Usta przejechałam krwistoczerwoną szminką.
Rzęsy wydłużyłam mascarom.
Na nadgarstek założyłam złoto-czarną bransoletkę. Choć trochę zakryje moje rany...
Wchodząc do pokoju rozejrzałam się na wszystkie strony.
Na ścianach, wisiały dyplomy i różne nagrody oprawione w ramkę.
Przy drzwiach do garderoby stała półka z różnymi duperelami.
Przed moim dużym łóżkiem w pościel w fioletowo-pomarańczowe pasy, stał taboret na, którym znajdowały się poduszki i plastikowa korona.
Po bokach łóżka, co dziwne zaścielonego, stały dwie białe etażerki, na których stały figurki.
Obok figurek stały dwie białe lampy.
Podchodząc do łóżka, schyliłam się i wyciągnęłam kawałek jasnych paneli.
Sięgając ręką do kwadratowego wyżłobienia w podłodze, wyciągnęłam średniej wielkości zawiniątko.
Znajdowały się tam między innymi moje zdjęcia z dzieciństwa...
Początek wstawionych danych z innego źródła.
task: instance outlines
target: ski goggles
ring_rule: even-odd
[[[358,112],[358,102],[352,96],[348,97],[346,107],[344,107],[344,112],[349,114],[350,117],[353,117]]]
Na jednym z nich byłam z moim psem Pino.
To było ostatnie co mi po nim zostało.
Kochałam tego psiaka...A zresztą nadal kocham!
Gdyby nie ten głupi samochód byłby ze mną dłużej...
Na następnym zdjęciu, widniała moja mała rączka gdy miałam zaledwie parę miesięcy, trzymana przez dłoń mojego ojca.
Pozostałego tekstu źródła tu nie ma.